A one-of-a-kind testing machine designed and built by TWI is being used to research the fatigue performance of high-strength steel mooring chains used on large floating structures offshore.
Tests are being carried out in seawater to simulate the typical corrosion conditions and cyclic loading experienced offshore.
The machine, which has a load capacity of 6000kN, is currently being used to carry out fatigue tests on chain composed of grade R5 steel. With a link diameter of 127mm, the chain steel has a proof strength of around 1000MPa.
Fatigue data for mooring chain in seawater has been obtained before, but for lower strength, smaller diameter samples. Fatigue data for this relatively new specification of mooring chain is not widely available, so a joint industry project has been established to obtain an S-N curve for this chain type - thereby providing valuable data for industry.

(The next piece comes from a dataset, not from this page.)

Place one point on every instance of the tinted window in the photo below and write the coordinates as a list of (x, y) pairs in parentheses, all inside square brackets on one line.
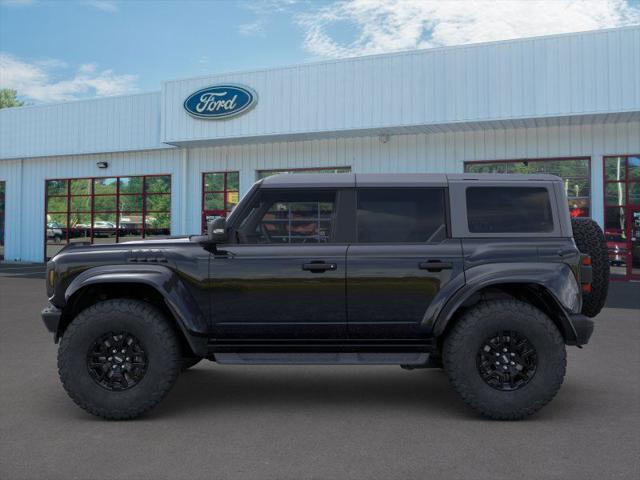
[(290, 217), (401, 215), (509, 210)]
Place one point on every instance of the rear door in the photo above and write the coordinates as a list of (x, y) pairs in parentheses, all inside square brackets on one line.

Project leader Yan-hui Zhang said: 'The data will be analysed and compared with current design curves. We will see whether, for such a high steel grade and a larger diameter, the existing design curves are applicable or not. If not, how can we modify them? This is the main purpose of the project.'
The first test now underway is being conducted in air to check that all systems on the machine are working satisfactorily. This will be followed by a total of 23 tests in seawater at the relevant temperature, on chain of two different grades and two diameters. The programme is scheduled to be completed in 2016.
Specified and assembled in-house, the rig demonstrates how TWI can construct bespoke equipment to carry out highly specialised tests to benefit its Industrial Members.